Goldeye Explorations Ltd. Updated Chart (GGY, TSX-V)

Goldeye Explorations (GGY, TSX-V) has backed off slightly this morning after staging an unconfirmed breakout yesterday – surging 4 cents to close at 18 cents on strong volume – thanks to solid drill results from its Weebigee Project in northwestern Ontario…we initially brought GGY to our readers’ attention in late February when it trading around 11 cents, and Weebigee is showing increasing potential…more encouraging high-grade results were released yesterday from 7 more holes with drilling continuing through at least the end of this week…results from the Knoll zone included 8.59 g/t Au over 6.83 m…interestingly, at the RvG4 zone, 500 m to the northwest of Knoll, GGY intersected 23.15 g/t Au over 3.97 m in hole BK14-18…the relationship between these two zones is not yet known, however alteration, quartz veining, and host lithologies are similar…

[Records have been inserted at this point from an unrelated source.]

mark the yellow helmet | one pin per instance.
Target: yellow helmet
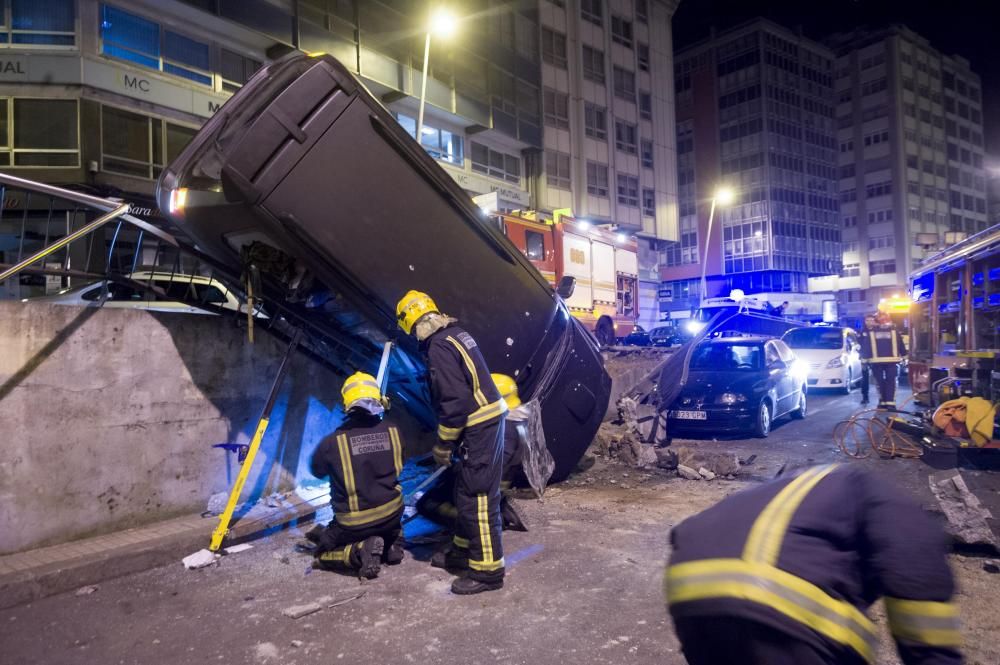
(411, 307)
(358, 386)
(508, 390)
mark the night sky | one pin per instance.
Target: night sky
(970, 28)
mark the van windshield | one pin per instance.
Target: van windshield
(815, 338)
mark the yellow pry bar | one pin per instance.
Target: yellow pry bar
(234, 495)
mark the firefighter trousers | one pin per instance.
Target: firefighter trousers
(884, 375)
(478, 524)
(726, 640)
(337, 548)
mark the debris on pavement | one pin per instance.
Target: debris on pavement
(966, 516)
(200, 559)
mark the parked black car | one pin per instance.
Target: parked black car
(739, 385)
(638, 337)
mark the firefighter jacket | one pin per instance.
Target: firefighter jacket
(461, 386)
(882, 345)
(808, 555)
(363, 460)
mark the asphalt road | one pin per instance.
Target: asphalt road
(583, 586)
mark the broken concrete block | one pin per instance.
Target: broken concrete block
(719, 463)
(666, 458)
(299, 611)
(966, 517)
(687, 473)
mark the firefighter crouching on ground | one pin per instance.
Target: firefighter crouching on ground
(882, 347)
(363, 459)
(470, 426)
(437, 504)
(781, 574)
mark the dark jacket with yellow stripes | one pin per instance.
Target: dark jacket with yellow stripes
(461, 386)
(808, 555)
(363, 460)
(883, 344)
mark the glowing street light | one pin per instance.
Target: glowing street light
(723, 196)
(443, 24)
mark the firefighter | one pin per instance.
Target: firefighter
(362, 459)
(783, 573)
(882, 347)
(436, 504)
(470, 414)
(869, 326)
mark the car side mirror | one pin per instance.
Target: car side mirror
(567, 284)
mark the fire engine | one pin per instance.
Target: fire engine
(603, 263)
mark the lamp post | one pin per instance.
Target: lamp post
(442, 23)
(723, 196)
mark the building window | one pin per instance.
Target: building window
(625, 137)
(624, 84)
(621, 31)
(593, 11)
(494, 163)
(628, 190)
(556, 108)
(597, 179)
(138, 145)
(882, 267)
(646, 153)
(595, 121)
(129, 37)
(554, 48)
(39, 132)
(645, 105)
(593, 64)
(557, 169)
(642, 56)
(641, 11)
(534, 243)
(39, 23)
(236, 70)
(439, 143)
(648, 202)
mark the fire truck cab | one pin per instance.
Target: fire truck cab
(603, 264)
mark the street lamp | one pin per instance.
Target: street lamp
(442, 24)
(723, 196)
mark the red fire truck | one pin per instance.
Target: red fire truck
(603, 263)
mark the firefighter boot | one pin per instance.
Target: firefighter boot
(511, 518)
(466, 586)
(369, 557)
(451, 557)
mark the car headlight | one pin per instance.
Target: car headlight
(730, 398)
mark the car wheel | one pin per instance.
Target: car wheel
(800, 412)
(762, 426)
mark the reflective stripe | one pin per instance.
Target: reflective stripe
(449, 433)
(488, 412)
(345, 461)
(361, 517)
(768, 530)
(397, 450)
(774, 588)
(925, 622)
(471, 366)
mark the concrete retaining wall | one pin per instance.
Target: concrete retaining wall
(107, 418)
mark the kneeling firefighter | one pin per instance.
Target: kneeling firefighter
(437, 504)
(470, 427)
(782, 574)
(362, 459)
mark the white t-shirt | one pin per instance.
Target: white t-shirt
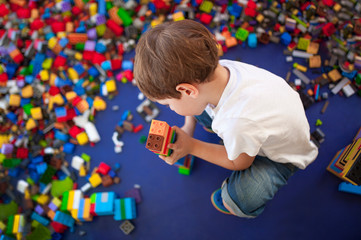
(260, 114)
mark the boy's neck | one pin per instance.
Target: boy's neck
(213, 89)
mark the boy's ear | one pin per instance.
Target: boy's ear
(187, 89)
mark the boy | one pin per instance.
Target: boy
(259, 117)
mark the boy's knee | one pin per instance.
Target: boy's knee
(228, 208)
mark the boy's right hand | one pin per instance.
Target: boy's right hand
(181, 147)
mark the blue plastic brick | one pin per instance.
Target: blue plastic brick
(93, 72)
(125, 208)
(68, 148)
(40, 219)
(12, 117)
(29, 79)
(100, 47)
(79, 68)
(60, 112)
(64, 219)
(112, 174)
(81, 209)
(106, 65)
(127, 65)
(349, 188)
(61, 136)
(286, 38)
(104, 203)
(252, 40)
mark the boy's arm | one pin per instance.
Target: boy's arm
(213, 153)
(189, 125)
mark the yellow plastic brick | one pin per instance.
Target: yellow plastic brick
(82, 138)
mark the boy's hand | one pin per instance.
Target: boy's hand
(181, 147)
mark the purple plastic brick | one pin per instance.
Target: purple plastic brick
(134, 193)
(7, 148)
(65, 7)
(11, 48)
(39, 210)
(52, 206)
(100, 19)
(92, 33)
(89, 45)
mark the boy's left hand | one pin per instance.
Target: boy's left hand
(181, 147)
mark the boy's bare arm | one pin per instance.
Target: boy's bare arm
(189, 125)
(213, 153)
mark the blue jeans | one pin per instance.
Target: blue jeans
(247, 191)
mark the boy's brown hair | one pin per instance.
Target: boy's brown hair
(173, 53)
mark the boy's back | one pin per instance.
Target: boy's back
(259, 113)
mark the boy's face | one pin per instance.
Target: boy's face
(184, 106)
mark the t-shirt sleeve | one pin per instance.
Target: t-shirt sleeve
(241, 136)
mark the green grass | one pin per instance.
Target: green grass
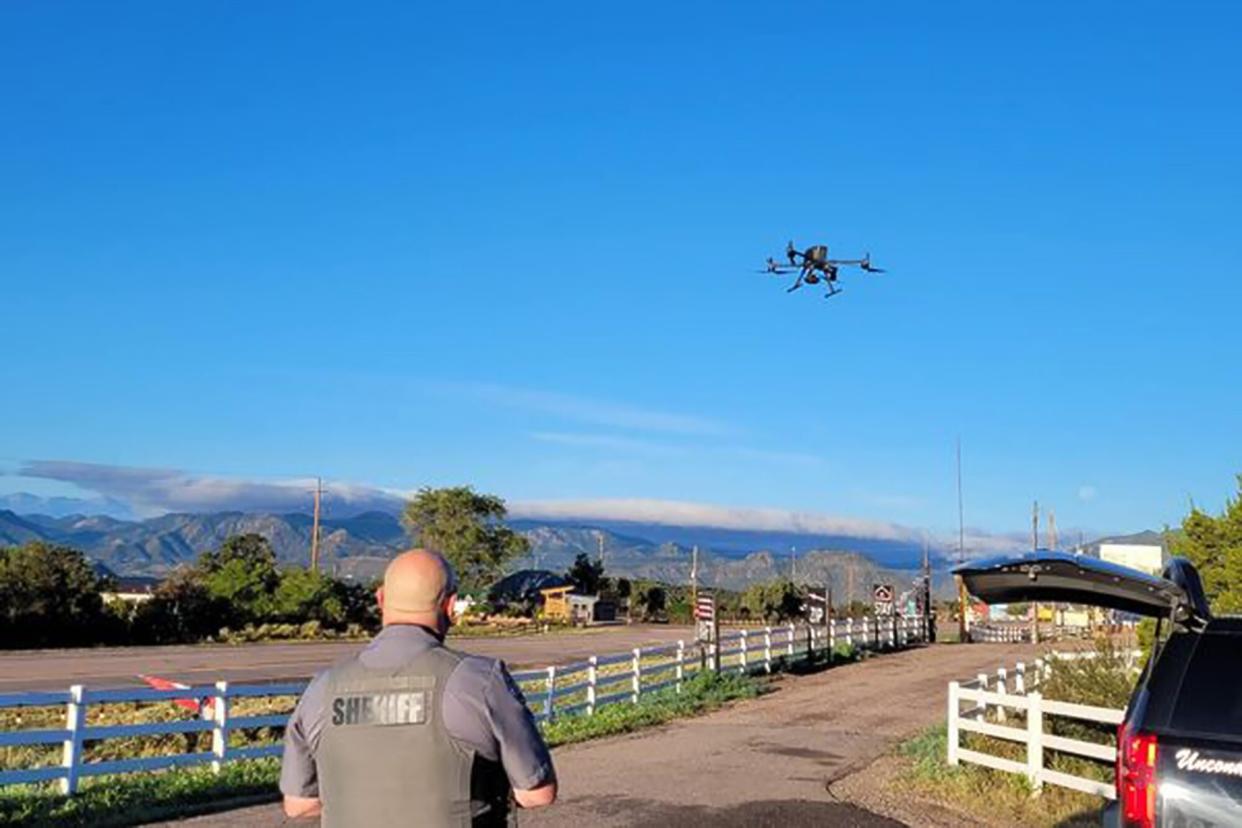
(143, 797)
(992, 796)
(699, 694)
(175, 793)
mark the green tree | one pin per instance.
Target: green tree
(242, 574)
(652, 600)
(586, 575)
(181, 610)
(1214, 545)
(303, 595)
(466, 528)
(50, 597)
(773, 601)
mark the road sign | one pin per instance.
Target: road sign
(882, 598)
(814, 608)
(704, 618)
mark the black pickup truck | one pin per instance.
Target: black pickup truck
(1180, 746)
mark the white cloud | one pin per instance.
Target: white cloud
(639, 446)
(158, 490)
(152, 490)
(679, 513)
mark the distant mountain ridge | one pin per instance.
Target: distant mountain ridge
(360, 545)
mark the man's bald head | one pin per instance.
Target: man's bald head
(417, 586)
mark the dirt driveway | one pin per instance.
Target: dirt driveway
(761, 762)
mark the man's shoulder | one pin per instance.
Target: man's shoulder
(475, 670)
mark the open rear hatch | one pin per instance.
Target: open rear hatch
(1077, 579)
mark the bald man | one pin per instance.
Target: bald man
(410, 733)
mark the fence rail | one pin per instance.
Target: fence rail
(579, 688)
(986, 704)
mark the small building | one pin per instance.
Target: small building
(562, 603)
(131, 590)
(1145, 558)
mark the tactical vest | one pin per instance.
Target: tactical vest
(385, 757)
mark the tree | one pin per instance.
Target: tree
(586, 575)
(652, 600)
(181, 610)
(773, 601)
(50, 597)
(1214, 545)
(242, 574)
(466, 528)
(303, 595)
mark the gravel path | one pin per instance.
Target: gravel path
(771, 761)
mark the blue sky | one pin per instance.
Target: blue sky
(412, 243)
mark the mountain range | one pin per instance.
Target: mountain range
(360, 545)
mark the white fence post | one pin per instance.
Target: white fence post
(220, 729)
(1035, 741)
(981, 710)
(550, 702)
(637, 674)
(681, 663)
(951, 723)
(71, 754)
(591, 670)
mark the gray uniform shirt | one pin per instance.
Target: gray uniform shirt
(483, 710)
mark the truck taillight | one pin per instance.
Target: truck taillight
(1137, 777)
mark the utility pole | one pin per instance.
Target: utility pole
(693, 577)
(314, 525)
(927, 592)
(1035, 546)
(963, 608)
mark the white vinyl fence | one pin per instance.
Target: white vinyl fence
(559, 690)
(1007, 705)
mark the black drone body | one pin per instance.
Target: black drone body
(814, 266)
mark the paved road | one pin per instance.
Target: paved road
(56, 669)
(763, 762)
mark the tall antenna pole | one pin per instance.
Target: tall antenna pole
(314, 526)
(1035, 546)
(963, 622)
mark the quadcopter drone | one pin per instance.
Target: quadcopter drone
(814, 266)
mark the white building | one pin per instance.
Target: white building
(1138, 556)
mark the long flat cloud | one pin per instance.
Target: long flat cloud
(159, 490)
(153, 490)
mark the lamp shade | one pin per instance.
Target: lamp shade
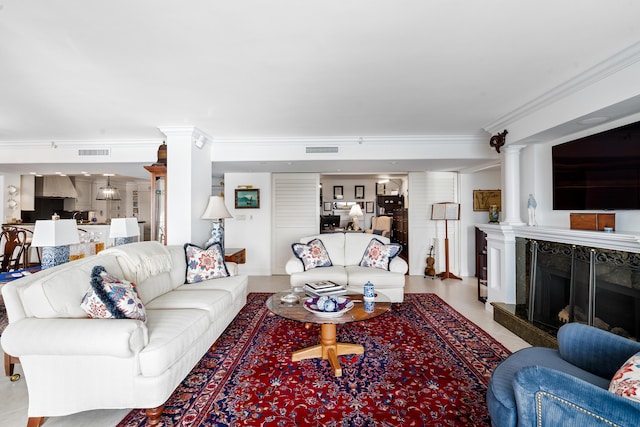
(355, 210)
(124, 227)
(216, 209)
(55, 233)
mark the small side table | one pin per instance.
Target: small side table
(237, 255)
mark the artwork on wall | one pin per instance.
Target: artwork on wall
(337, 192)
(483, 199)
(369, 207)
(247, 199)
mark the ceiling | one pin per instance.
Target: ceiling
(92, 70)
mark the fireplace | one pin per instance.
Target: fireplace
(573, 283)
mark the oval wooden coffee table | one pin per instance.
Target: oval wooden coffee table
(328, 349)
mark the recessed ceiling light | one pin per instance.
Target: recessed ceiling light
(593, 120)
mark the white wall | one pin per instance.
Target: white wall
(250, 228)
(488, 179)
(536, 178)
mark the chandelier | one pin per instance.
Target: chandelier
(108, 192)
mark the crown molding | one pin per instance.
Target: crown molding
(600, 71)
(40, 144)
(382, 140)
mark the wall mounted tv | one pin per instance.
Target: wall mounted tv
(600, 171)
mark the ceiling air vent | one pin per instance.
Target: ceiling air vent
(321, 150)
(94, 152)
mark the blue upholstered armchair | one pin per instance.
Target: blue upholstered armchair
(540, 386)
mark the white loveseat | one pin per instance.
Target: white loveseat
(346, 251)
(72, 363)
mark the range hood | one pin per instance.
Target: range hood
(55, 186)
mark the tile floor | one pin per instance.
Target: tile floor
(461, 295)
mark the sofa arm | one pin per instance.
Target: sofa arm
(232, 268)
(546, 397)
(398, 265)
(594, 350)
(293, 265)
(99, 337)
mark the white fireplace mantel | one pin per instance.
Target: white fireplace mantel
(627, 241)
(501, 253)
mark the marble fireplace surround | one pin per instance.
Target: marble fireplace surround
(501, 252)
(504, 299)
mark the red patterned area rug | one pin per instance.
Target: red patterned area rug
(424, 365)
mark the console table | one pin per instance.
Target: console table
(237, 255)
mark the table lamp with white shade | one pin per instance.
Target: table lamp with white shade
(123, 230)
(54, 237)
(216, 211)
(355, 213)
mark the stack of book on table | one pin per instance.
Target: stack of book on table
(324, 288)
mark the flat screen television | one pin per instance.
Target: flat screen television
(600, 171)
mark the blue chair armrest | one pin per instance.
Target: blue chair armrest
(594, 350)
(546, 397)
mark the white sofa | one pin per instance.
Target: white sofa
(73, 363)
(346, 251)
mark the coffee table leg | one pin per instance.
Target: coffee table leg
(328, 349)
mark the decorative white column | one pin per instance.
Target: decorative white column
(188, 184)
(511, 185)
(501, 264)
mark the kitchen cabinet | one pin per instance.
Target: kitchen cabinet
(84, 188)
(400, 231)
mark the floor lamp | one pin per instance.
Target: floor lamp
(447, 212)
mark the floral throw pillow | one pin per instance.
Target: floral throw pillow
(626, 382)
(379, 255)
(312, 254)
(112, 298)
(205, 264)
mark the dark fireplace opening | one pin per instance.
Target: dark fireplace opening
(569, 283)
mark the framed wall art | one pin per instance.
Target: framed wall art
(483, 199)
(369, 207)
(338, 192)
(247, 198)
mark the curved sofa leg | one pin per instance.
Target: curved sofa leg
(35, 421)
(153, 414)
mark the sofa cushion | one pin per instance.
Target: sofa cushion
(312, 254)
(172, 333)
(112, 298)
(356, 243)
(381, 279)
(379, 255)
(212, 300)
(236, 285)
(626, 382)
(333, 243)
(58, 291)
(204, 264)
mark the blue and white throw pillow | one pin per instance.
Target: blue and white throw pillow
(312, 254)
(112, 298)
(379, 255)
(205, 264)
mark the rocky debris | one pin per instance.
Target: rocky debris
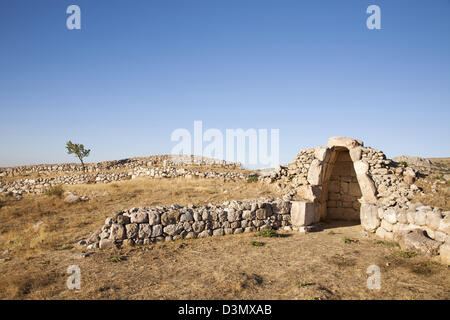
(39, 185)
(414, 161)
(164, 223)
(417, 240)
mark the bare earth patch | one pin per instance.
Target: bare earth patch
(317, 265)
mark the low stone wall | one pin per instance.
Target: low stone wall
(39, 185)
(415, 226)
(148, 225)
(131, 163)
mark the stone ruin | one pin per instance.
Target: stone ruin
(341, 181)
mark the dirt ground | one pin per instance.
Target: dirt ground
(37, 236)
(330, 264)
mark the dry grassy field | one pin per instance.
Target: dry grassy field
(39, 232)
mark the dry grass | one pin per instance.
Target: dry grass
(63, 224)
(293, 266)
(53, 174)
(320, 265)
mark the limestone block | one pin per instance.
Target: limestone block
(444, 253)
(433, 220)
(106, 244)
(390, 215)
(315, 173)
(361, 167)
(383, 234)
(117, 232)
(348, 143)
(309, 193)
(444, 225)
(368, 188)
(369, 217)
(322, 153)
(333, 186)
(418, 241)
(354, 190)
(387, 226)
(421, 218)
(303, 213)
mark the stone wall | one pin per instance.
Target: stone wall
(413, 225)
(149, 225)
(152, 167)
(130, 163)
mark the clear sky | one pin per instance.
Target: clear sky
(137, 70)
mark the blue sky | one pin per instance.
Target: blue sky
(137, 70)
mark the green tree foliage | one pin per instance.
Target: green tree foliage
(78, 150)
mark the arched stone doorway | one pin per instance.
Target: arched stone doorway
(338, 184)
(343, 194)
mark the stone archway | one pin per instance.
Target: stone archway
(341, 192)
(335, 169)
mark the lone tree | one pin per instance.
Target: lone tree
(78, 150)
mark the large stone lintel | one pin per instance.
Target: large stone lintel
(345, 142)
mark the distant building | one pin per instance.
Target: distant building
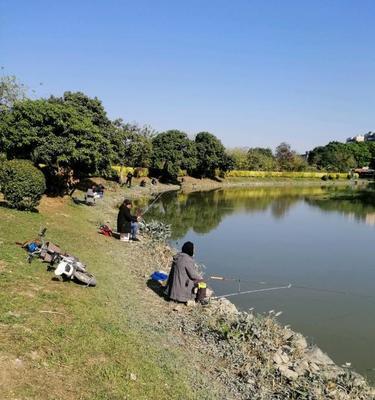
(370, 137)
(358, 138)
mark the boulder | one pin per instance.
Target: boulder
(300, 342)
(315, 355)
(287, 372)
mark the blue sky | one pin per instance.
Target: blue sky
(254, 73)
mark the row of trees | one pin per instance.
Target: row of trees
(336, 156)
(263, 159)
(71, 136)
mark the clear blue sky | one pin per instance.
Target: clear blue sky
(254, 73)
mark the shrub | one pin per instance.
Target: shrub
(280, 174)
(22, 184)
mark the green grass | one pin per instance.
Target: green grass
(91, 340)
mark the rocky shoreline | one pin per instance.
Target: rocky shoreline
(257, 358)
(253, 356)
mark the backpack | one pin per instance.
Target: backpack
(105, 230)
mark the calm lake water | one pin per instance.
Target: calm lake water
(274, 236)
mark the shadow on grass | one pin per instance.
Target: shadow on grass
(4, 204)
(157, 288)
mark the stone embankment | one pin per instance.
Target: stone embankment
(260, 359)
(256, 358)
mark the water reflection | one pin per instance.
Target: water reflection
(297, 235)
(202, 212)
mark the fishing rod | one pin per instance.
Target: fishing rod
(295, 286)
(223, 278)
(252, 291)
(158, 197)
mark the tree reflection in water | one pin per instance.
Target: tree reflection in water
(204, 211)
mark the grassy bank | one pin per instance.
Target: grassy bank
(192, 184)
(121, 340)
(63, 341)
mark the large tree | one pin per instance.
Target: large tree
(335, 156)
(239, 156)
(173, 151)
(260, 159)
(132, 144)
(57, 134)
(211, 155)
(288, 159)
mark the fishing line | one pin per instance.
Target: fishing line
(311, 288)
(158, 197)
(252, 291)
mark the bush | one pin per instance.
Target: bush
(280, 174)
(22, 184)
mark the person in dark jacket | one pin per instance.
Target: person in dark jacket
(127, 224)
(183, 276)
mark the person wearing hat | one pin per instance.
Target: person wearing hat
(127, 224)
(183, 276)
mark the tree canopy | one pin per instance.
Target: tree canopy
(172, 152)
(211, 155)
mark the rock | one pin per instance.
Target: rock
(315, 355)
(302, 367)
(287, 372)
(280, 358)
(191, 303)
(224, 306)
(300, 342)
(288, 333)
(314, 368)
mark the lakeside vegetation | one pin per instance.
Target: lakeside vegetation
(71, 137)
(121, 340)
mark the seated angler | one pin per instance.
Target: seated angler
(184, 277)
(127, 224)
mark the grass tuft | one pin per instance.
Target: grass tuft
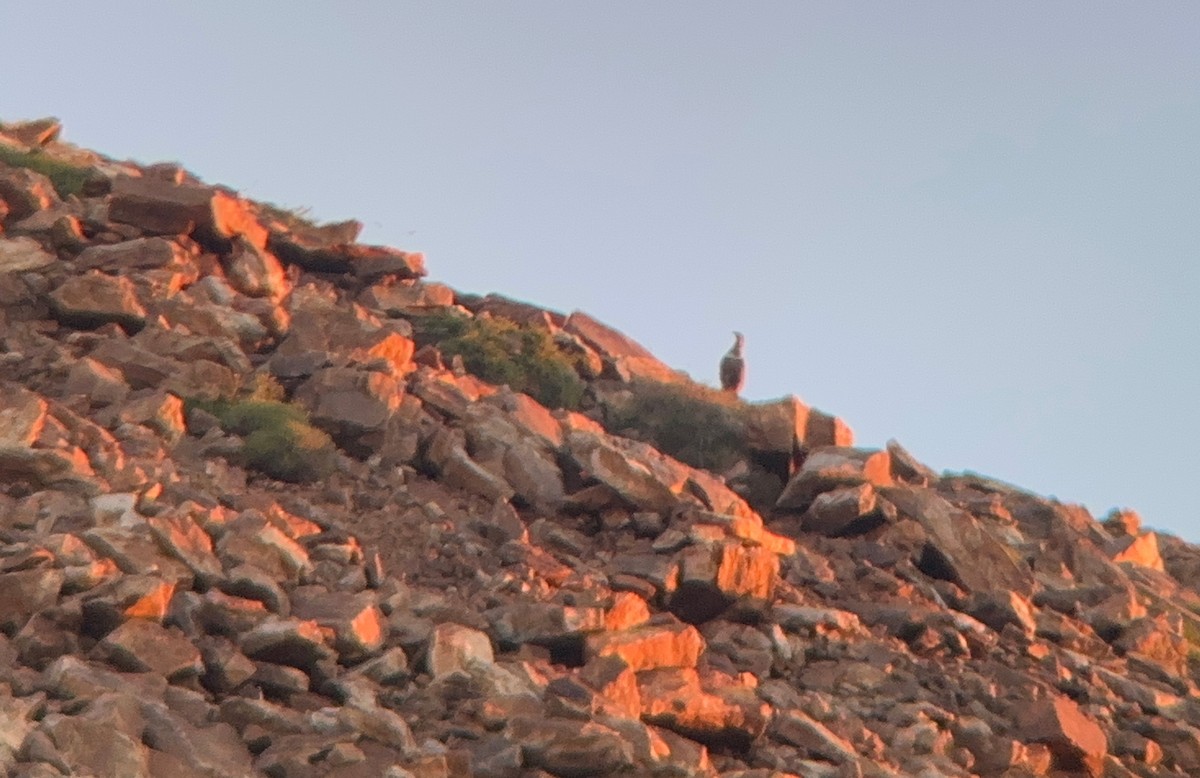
(67, 179)
(502, 352)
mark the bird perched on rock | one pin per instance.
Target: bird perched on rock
(733, 366)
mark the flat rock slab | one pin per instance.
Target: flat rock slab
(22, 255)
(95, 299)
(651, 646)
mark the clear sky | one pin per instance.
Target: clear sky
(970, 226)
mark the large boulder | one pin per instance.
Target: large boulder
(167, 208)
(22, 255)
(624, 358)
(94, 299)
(828, 468)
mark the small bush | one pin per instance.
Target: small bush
(67, 179)
(277, 438)
(691, 423)
(502, 352)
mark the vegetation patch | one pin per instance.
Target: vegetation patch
(277, 437)
(67, 179)
(502, 352)
(697, 425)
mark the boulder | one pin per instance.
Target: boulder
(828, 468)
(1140, 549)
(725, 717)
(139, 645)
(142, 253)
(623, 358)
(287, 641)
(712, 578)
(354, 618)
(649, 646)
(255, 271)
(641, 476)
(455, 647)
(959, 546)
(23, 255)
(167, 208)
(25, 191)
(847, 512)
(406, 298)
(1075, 741)
(94, 299)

Below is a 2-year weekly chart from John…GGY is off 1.5 cents at 16.5 cents as of 8:35 am Pacific


Opportunities Around Borden Lake

As Reliant Gold Corp. (REC, TSX-V), demonstrated yesterday, there are clearly opportunities for investors in the area around the multi-million ounce Gold discovery of Probe Mines Ltd. (PRB, TSX-V) at Borden Lake in northwestern Ontario…Probe continues to drill the high-grade southeast extension of that deposit, and it’s an exciting exploration story we’ve been following closely at BMR for quite some time…investors may wish to perform their due diligence on little-known Nikos Explorations Ltd. (NIK, TSX-V) which was rolled back 1-for-5 late last year and is actively exploring its Borden Lake Extension Project immediately adjacent (5 km southeast ) to Probe’s discovery along the western extension of the Ridout shear zone…Nikos holds an option to earn a 100% interest in the 1,600-hectare property which has never been previously explored…NIK has approximately 11 million shares outstanding and closed yesterday at 12 cents…

NIK's Borden Lake Extension Project is 5 km southeast of PRB's Borden Lake multi-million ounce Gold discovery (this map is from NIK's web site presentation).

The Strategic Importance of Crimea

As members of Vladimir Putin’s inner circle shrugged off “sanctions” aimed at them personally by President Obama and European countries yesterday, the Kremlin said late yesterday that Putin had signed a decree recognizing Crimea as an independent state – a necessary step before Russia can proceed with annexation, in what would be the most significant land seizure in Europe in decades…equity markets are moving higher today after Putin, addressing the Russian parliament, said he does not want Ukraine divided further, while asserting that Crimea should be under Russian sovereignty…

With no Ronald Reagan or Margaret Thatcher on the world stage to confront him, Putin knows he has some space within which to maneuver…he has likely carefully calculated the economic risk-reward ratio in terms of bringing Crimea back under Russian control…as Frank Holmes pointed out at www.usfunds.com, Russia’s significant dependence on Ukraine for gas exports has long been a source of friction between the two countries…as a result, Russia has been diversifying its supply options through the South Stream pipeline but (see graph below) Crimea may prove to be crucial for reducing the astronomical costs of the project as both depths and distances could be reduced substantially…in addition, annexing Crimea may offer Russia access to the major part of the explored offshore gas deposits and prospective hydrocarbon resources in the Black Sea…

Note:  John and Jon both hold share positions in GGI, AIX and DBV.  Jon also holds a share position in PGX.